According to the International Astronomical Union (IAU), dwarf plants are a spherical body that orbits the sun, which has a large enough mass to have its own gravitational pull, but not large enough gravitational of a pull that it clears its region of planetesimals.
Based on this definition, people debate whether Pluto is a dwarf planet or not. There is still a debate going on now. Some argue that Pluto is a dwarf plaent; other still argue that Pluto is a planet.
Because Pluto's orbit is crossing the Neptune's orbit.

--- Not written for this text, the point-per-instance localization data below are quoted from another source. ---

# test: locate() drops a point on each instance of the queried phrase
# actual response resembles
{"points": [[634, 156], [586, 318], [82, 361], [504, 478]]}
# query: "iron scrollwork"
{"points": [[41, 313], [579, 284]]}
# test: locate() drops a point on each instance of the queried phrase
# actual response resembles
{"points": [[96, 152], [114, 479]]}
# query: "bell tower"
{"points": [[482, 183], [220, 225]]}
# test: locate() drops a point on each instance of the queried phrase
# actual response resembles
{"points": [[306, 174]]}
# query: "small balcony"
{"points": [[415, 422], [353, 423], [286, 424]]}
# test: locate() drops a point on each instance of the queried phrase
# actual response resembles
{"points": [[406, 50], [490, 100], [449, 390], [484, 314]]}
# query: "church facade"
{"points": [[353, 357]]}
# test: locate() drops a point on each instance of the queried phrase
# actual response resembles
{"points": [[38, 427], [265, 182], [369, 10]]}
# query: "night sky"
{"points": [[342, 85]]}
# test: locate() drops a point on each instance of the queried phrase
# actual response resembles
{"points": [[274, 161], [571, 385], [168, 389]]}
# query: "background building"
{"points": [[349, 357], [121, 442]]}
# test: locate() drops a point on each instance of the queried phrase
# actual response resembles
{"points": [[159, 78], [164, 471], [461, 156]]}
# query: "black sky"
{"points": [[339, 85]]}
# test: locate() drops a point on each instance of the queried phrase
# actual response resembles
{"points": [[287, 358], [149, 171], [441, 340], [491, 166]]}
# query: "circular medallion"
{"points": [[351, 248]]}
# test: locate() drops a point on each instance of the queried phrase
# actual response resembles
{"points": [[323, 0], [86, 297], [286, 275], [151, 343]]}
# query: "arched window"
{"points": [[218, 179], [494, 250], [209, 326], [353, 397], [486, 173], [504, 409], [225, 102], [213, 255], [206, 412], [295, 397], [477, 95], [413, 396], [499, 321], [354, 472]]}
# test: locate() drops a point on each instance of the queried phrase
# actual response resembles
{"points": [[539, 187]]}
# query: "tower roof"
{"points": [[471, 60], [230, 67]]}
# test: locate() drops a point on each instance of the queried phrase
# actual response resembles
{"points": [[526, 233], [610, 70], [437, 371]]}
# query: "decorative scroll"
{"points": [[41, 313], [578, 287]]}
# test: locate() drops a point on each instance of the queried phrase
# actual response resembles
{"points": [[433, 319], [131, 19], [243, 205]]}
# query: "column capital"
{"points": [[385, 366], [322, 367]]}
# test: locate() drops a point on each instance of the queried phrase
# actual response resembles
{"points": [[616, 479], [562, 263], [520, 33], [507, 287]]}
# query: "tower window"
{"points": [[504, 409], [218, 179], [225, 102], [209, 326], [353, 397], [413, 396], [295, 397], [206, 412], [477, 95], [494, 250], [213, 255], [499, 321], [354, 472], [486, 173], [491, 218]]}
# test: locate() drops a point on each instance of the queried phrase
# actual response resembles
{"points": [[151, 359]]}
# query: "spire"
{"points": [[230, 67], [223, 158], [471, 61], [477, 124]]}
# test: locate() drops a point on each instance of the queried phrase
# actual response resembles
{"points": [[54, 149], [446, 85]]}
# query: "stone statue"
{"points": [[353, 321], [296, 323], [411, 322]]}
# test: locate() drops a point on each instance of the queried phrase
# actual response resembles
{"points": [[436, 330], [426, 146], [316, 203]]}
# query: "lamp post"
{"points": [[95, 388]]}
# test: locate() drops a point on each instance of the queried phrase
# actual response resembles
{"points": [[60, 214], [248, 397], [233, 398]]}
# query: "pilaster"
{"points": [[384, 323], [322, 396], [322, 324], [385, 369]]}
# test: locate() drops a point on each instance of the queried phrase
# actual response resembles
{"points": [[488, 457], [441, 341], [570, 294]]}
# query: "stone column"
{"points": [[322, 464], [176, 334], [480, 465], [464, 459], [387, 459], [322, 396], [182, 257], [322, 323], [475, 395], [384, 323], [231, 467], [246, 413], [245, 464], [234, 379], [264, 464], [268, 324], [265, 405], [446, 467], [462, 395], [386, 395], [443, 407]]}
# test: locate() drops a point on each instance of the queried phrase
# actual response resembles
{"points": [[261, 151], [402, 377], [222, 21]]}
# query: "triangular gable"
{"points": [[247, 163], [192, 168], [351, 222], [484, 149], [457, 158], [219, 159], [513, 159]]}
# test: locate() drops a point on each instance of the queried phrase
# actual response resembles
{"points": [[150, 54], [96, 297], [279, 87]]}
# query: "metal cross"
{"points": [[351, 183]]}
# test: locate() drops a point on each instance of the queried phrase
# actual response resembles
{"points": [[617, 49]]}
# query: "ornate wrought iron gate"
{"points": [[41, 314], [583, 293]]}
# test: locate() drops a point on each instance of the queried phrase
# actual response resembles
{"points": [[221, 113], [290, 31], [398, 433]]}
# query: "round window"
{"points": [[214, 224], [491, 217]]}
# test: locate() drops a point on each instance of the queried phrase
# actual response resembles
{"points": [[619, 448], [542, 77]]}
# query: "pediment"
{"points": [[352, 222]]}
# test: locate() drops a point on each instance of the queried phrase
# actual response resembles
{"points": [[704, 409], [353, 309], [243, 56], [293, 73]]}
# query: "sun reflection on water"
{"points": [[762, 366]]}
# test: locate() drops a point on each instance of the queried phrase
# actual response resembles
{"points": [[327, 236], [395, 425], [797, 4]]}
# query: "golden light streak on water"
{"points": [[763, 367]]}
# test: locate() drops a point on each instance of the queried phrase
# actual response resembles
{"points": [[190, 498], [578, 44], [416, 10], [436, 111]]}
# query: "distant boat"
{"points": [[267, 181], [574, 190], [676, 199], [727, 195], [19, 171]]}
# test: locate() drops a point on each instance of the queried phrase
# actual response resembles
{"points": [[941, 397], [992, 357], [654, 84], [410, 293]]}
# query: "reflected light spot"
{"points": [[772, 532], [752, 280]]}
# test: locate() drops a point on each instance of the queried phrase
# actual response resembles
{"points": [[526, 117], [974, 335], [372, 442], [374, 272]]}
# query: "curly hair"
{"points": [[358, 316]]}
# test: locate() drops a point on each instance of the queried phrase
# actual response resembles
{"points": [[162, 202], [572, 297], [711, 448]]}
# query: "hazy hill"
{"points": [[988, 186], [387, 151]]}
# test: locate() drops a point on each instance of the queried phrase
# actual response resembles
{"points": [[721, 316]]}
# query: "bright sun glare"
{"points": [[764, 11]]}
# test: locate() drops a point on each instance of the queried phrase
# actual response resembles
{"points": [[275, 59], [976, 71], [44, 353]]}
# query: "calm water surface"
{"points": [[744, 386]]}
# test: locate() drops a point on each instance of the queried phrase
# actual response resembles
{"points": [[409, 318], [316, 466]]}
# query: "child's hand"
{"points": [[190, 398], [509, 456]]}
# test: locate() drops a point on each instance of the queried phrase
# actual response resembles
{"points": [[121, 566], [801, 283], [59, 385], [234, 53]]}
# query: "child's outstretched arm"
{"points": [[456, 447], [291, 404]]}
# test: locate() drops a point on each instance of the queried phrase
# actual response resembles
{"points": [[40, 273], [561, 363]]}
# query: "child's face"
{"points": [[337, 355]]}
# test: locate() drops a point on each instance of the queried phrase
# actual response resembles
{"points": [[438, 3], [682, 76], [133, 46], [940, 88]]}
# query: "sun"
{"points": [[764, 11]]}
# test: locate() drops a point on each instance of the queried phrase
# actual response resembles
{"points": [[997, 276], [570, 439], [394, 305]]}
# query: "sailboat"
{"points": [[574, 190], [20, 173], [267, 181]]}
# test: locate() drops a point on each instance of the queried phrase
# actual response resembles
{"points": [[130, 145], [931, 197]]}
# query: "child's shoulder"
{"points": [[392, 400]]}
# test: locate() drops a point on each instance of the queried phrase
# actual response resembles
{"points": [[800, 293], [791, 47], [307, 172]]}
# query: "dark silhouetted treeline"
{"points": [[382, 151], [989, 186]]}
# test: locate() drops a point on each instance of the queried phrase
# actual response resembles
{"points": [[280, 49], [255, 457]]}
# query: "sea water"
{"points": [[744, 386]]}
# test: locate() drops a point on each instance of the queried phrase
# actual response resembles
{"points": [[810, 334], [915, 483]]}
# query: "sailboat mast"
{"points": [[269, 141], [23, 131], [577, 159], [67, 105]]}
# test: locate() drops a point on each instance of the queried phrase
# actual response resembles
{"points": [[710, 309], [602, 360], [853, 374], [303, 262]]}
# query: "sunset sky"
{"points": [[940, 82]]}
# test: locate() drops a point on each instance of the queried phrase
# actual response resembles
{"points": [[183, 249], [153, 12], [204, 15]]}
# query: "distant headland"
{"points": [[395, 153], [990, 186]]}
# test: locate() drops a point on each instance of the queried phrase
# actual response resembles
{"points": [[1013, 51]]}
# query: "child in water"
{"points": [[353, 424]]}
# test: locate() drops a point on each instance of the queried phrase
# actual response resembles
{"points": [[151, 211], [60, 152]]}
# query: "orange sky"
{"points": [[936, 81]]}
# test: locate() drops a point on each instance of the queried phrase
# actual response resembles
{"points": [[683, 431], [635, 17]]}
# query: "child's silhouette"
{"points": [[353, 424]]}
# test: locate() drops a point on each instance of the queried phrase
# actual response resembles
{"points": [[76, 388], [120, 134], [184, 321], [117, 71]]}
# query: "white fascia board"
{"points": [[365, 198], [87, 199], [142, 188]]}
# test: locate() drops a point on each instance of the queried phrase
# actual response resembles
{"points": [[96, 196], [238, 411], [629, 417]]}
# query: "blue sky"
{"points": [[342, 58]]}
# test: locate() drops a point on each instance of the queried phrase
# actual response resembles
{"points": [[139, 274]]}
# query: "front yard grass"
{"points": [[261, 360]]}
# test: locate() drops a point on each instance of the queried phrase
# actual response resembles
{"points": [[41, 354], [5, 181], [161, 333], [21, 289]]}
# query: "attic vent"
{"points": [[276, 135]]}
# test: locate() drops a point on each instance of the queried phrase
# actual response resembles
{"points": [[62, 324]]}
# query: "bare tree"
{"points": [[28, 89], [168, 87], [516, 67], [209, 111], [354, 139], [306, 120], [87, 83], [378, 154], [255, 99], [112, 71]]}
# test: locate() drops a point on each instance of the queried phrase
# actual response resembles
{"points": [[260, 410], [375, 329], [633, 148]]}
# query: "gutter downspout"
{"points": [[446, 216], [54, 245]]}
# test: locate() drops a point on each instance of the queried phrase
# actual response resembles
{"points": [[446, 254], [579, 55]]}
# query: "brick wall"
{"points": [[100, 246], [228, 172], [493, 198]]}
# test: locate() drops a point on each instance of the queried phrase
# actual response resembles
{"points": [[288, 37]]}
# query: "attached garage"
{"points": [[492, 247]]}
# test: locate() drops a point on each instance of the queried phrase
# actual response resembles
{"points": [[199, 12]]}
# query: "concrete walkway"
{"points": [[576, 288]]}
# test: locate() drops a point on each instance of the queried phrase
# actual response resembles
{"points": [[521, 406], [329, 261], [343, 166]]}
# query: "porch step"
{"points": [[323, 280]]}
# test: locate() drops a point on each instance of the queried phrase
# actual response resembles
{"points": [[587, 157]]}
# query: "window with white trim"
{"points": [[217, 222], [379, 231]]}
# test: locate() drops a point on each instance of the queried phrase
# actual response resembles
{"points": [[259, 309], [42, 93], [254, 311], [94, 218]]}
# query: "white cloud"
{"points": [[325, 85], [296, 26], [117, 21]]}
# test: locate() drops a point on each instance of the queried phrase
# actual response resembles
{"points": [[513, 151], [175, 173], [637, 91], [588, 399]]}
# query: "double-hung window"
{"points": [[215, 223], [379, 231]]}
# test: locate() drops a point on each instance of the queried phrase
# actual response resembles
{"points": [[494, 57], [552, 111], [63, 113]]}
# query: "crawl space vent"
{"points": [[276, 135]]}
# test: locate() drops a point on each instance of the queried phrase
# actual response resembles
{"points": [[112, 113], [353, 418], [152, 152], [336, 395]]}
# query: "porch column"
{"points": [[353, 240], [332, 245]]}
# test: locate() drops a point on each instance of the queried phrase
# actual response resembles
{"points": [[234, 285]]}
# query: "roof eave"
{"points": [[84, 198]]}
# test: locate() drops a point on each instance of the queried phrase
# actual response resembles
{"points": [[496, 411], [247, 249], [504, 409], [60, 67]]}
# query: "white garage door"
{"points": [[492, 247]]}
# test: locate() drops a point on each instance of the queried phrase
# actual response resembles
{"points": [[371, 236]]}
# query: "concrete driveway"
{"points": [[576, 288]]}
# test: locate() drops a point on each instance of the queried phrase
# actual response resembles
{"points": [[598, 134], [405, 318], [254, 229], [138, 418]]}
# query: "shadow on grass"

Dwarf planets are planets too, in spite of the controversial 2006 vote by four percent of the International Astronomical Union. Dr. Alan Stern coined the term "dwarf planet" in 1991 to refer to a third class of planets in addition to terrestrials and jovians, small planets that are large enough to be rounded by their own gravity but not large enough to gravitationally dominate their orbits. He never intended for dwarf planets to not be considered planets at all. The real issue at hand is two different ways of viewing the solar system. Dynamicists focus on the effects a celestial body has on neighboring bodies; therefore, to them, a celestial body has to gravitationally dominate its orbit in order to be considered a planet. The primary focus is on where the body is. Geophysicists, in contrast, focus not on the effects a celestial body has on other celestial bodies, but on individual celestial bodies themselves, their composition and structure. To geophysicists, a celestial body is a planet if it orbits a star and is large enough to be squeezed into a round shape by its own gravity, a state known as hydrostatic equilibrium. Interestingly, hundreds of professional astronomers signed a formal petition rejecting the IAU decision. The notion that dwarf planets are a subclass of planets is consistent with the use of the term "dwarf" in astronomy, where dwarf stars are a subclass of stars, and dwarf galaxies are a subclass of galaxies.